I have a basic question:
Can we plot any irrational number on a number line? I can plot all integers and rational numbers on it but how can I plot any irrational number, such as $\sqrt2$,$\sqrt3$ etc.?

Answer 1

Hints:

Draw a line of length $\,1\,$ , from one of its end points draw another line perpendicular to the first one (how? Can you use a compass...?), and now draw the diagonal between the other end of the original line and the farthest end of the perpendicular one. This perpendicular has length $\,\sqrt 2\,$ (why?) , so with a compass measure it and then place the compass on the origin *the "zero: of your line) and "plot" $\,\sqrt 2\,$ ...you can do something similar with "any" non-rationa square root.

Answer 2

... as in how do you physically carry out the plotting? Same as plotting any other number.

Pick up a pencil and use a ruler to locate the point at about the right distance from the origin. Use the pencil to apply a short straight mark on the paper, perpendicular to the number line and intersecting it at the point you found with the ruler.

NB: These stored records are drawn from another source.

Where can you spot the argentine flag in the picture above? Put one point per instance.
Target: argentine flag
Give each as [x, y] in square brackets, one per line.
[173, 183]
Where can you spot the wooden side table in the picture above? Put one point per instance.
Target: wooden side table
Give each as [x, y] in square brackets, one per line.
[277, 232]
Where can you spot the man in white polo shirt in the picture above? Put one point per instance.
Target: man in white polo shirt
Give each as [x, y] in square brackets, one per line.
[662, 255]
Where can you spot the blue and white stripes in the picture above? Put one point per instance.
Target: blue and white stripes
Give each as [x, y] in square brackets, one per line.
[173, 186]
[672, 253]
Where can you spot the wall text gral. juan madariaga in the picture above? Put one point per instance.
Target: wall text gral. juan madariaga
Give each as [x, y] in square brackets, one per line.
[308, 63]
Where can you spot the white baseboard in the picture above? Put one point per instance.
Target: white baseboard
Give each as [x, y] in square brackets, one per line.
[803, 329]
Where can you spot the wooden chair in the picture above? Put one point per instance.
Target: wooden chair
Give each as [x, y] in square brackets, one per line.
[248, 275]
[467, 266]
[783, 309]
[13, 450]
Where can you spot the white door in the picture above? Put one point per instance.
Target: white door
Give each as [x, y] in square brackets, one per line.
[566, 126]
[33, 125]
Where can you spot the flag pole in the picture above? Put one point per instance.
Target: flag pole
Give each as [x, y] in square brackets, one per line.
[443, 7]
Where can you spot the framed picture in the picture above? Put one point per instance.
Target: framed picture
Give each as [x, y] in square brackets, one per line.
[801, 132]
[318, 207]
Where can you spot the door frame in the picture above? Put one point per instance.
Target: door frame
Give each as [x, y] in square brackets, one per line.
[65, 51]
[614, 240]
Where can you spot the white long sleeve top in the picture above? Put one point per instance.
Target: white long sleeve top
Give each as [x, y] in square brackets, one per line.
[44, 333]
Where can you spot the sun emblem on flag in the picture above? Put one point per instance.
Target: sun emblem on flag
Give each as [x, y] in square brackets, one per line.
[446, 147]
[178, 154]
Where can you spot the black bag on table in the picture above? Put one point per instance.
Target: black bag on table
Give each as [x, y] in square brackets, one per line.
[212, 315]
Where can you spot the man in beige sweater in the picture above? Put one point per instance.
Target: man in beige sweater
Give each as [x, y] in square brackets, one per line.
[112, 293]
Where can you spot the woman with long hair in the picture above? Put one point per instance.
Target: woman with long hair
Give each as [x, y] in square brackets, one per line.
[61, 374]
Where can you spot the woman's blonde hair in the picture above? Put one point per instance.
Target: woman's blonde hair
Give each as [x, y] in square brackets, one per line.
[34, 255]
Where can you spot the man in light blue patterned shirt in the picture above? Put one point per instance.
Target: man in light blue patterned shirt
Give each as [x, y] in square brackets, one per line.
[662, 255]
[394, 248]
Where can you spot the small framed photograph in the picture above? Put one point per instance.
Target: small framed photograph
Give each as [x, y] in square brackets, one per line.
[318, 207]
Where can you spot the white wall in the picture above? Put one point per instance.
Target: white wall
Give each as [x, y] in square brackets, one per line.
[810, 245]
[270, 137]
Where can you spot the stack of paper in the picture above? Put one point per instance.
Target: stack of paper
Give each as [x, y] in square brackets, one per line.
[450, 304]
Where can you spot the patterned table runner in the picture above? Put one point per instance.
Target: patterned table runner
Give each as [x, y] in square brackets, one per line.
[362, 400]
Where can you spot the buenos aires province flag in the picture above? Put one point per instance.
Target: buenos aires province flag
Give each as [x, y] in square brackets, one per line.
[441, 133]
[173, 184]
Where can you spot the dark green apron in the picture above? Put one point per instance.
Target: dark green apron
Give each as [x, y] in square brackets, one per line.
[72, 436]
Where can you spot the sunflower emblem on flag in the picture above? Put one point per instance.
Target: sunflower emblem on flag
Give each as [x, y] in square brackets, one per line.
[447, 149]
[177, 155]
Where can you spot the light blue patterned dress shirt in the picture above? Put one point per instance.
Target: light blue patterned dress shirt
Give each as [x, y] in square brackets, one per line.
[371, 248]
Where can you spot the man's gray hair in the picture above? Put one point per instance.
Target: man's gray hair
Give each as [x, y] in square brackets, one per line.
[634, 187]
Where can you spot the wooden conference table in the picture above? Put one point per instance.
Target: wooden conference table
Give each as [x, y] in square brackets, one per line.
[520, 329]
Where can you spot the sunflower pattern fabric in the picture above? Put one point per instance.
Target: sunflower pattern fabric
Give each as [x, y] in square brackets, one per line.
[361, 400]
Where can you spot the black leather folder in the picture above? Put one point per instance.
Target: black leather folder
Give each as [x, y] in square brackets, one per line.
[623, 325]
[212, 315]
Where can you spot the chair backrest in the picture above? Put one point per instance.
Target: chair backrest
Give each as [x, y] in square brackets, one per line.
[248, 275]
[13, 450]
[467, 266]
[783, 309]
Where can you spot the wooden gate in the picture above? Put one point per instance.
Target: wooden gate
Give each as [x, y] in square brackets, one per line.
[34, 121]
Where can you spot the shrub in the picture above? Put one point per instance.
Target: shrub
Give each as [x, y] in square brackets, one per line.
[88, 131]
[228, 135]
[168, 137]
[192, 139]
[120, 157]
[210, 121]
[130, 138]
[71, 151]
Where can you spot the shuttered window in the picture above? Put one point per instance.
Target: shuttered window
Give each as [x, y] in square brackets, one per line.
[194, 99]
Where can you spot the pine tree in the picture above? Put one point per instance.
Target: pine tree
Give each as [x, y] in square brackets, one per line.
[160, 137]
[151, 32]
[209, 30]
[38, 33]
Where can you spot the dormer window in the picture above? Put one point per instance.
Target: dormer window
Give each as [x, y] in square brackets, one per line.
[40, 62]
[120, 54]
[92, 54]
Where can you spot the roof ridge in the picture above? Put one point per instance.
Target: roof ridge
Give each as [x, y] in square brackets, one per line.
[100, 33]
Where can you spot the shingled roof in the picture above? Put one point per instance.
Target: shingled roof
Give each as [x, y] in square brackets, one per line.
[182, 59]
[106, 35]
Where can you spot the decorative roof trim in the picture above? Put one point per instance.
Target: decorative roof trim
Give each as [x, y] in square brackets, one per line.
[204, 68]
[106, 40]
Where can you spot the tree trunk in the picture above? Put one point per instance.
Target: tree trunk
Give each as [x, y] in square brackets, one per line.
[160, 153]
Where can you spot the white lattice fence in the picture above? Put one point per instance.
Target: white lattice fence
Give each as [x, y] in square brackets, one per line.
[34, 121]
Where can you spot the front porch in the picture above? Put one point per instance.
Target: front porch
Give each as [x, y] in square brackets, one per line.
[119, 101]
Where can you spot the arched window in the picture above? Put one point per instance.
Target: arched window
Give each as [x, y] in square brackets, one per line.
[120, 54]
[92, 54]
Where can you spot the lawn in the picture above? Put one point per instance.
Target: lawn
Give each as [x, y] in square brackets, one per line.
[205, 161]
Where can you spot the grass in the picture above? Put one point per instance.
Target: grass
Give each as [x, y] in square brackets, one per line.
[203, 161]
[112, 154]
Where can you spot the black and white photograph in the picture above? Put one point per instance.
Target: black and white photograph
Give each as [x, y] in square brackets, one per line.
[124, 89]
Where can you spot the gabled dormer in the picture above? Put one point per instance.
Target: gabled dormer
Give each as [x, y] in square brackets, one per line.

It your pencil is of a somewhat orthodox design, the pencil mark will be at least 0.1 milimeters wide, corresponding to an uncountable infinity of different numbers on the line. If one of those points is the one you set out to plot, you're good.

Answer 3

Choosing a unit length, you can use the spiral of Theodorus to find any length of the form $\sqrt{n}$ in which n is an integer:

As a matter of fact, as shown in the picture below, using a similarity argument we can deduce that $CH^2=AH\times BH$, which means by choosing AH to be the unit length, we can construct $\sqrt{BH}$. You just have to find a way to construct such a triangel (Hint: Use a semicircle!).

For other irrational numbers, it depends on the number AND the tools you are allowed to use. For example, it has been proved that these numbers are not constructible using just a straight edge and compass: $2^{\frac{1}{3}}$, $\pi$, $e$. But, if you're allowed to use a tool to construct a hyperbola and another for a parabola, then you can construct $2^{\frac{1}{3}}$.